The program, featuring talks with Cher, Jack Lemmon, Chevy Chase and Loni Anderson, has a charm peculiar to kindred fluff like trash-sports, fastfood, non-news, People magazine and Mr. Bill. Tom Snyder take so readily to television that you get the feeling he zips it up and sleeps in it at night. t
On the first in this series of occasional specials. Snyder came off as a hit too worried that a slightly cheeky question to one of his guests might mean he would never get invited over to the star's house for dinner. On tonight's edition, he is less of a puppy dog and more of a Doberman pinscher.
To judge by the standard set by the very inimitable Barbara Walters in her interview shows on ABC, Snyder's hour still ranks as insufficiently embarrassing, much the way the recent TV movie "Scruples" was insufficiently disgusting. Perhaps Snyder is out to prove that this sort of thing can be done with dignity -- but that may be like turning professional hockey into a gentlemanly tiff.
Certainly, though, producer Andrew Friendly and director George Paul have given Snyder fancy and yet tasteful trappings; this is probably the best looking and least cheesy program of its kind ever done.
And now for the real hot poop. Cher, wearing earrings that look like barracudas, says, "I'm very shy," concedes she has had a "drug problem," recalls the first time ex-husband Sonny saw her in a bathing suit, complains that she's too famous to do what she wants, and makes the understatement of a lifetime: "I'm not the greatest singer in the world."
Shots of Cher recording in an L.A. studio confirm that her vocalizing continues to sound like the cries for help of a trapped miner.
Jack Lemon is fairly eloquent on the subject of what an actor -- a real actor -- does for an audience and for himself. Lemmon says nothing that could lower the opinion of anyone who admires and respects him.

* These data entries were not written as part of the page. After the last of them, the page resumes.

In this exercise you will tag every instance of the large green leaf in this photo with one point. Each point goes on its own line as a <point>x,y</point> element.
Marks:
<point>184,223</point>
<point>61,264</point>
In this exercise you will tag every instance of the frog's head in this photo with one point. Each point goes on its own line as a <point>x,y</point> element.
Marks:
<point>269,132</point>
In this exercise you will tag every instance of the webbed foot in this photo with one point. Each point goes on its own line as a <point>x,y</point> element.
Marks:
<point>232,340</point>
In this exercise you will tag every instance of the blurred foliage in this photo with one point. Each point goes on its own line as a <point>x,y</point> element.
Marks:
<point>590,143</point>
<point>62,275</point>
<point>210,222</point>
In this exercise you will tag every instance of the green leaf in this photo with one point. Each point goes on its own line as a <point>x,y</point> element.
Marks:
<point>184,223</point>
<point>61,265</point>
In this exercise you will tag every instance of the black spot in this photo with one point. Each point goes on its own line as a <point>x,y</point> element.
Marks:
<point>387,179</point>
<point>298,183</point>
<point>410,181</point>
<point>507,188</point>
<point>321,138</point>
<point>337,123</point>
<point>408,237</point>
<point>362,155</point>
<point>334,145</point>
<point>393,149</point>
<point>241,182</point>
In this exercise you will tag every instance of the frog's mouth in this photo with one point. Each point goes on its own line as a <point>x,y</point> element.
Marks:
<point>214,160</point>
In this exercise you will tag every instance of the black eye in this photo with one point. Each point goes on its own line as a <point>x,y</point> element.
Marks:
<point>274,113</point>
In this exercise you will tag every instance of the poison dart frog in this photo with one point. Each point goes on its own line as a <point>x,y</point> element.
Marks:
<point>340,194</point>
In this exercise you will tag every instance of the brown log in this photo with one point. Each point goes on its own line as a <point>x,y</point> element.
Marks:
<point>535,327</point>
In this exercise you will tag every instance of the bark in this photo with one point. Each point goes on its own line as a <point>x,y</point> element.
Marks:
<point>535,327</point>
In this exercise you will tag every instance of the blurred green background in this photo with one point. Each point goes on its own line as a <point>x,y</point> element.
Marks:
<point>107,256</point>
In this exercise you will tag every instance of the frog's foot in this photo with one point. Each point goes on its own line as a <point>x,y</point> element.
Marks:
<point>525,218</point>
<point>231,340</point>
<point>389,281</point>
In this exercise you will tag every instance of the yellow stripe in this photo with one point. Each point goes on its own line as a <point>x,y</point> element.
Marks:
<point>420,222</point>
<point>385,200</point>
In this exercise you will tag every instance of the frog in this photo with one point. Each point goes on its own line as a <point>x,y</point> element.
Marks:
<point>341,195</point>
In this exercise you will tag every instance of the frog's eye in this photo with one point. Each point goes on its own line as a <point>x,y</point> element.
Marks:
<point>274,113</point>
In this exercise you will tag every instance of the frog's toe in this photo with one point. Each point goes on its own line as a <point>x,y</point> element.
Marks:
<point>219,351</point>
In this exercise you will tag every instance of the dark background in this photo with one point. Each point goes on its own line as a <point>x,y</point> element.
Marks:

Then there is the opposite extreme, Chevy Chase, a model of arrogance, solipisism and ingratitude. "Saturday Night Live," which catapulted him into a number of spotlights, is really not very good anymore,, Chase says, and he rarely watches it. He denigrates the work of former co-star John Belushi, a more gifted comic actor than Chase will never be, and claims that "Foul Play," a disreputable comedy in which Chase appeared, was "a bigger hit" for him than "Animal House" was for Belushi.
The contention is preposterous.
On the other hand, it might be refreshing to find that Chase is so unguarded and unpackaged as to be so ungracious. On the other hand, he seems clearly to be a cad as well as a ham. But of all the incongruous things, he does have some advice for Sen. Edward Kennedy that sounds absolutely correct.
Loni Anderson talks about her original hair color, her religious upbringing, and how she gets "hugged by grandmothers" at supermarkets for the way she plays the resident bombshell on "WKRP in Cincinnati." George Paul's close-ups of her are sensational.
Celebrities, celebrities! Will there be enough celebrities for the '80s? Will that factory in El Segundo that manufactures them be able to keep up with the demand? Will Merv and Mike and Johnny and Tom have an ample supply at all times, so that we can learn new things we never needed to know? It follows as the night the day that there will be plenty of celebrities because celebrities are created by being put on television.
It all starts with a role in a daytime or prime-time program or even, these days, a commercial. Then you graduate to the game shows -- starting in the lower right-hand corner of "The Hollwood Squares," then over to Merv's furniture, and on to Johnny's couch. If all goes well, Tom Snyder or Barbara Walters will eventually certify you a celebrity, or "60 Minutes" will either label you an institution or indict you into the hall of infamy.
One could deplore it all easily enough, but it's too late for that, and Snyder's brisk, respectable and attractive show tonight is a reminder that idle chatter from the glitzocracy can provide more surpise and remotely human interest than the typical prime-time Hollywood doddle. In television, unformation is still a better deal than untertainment.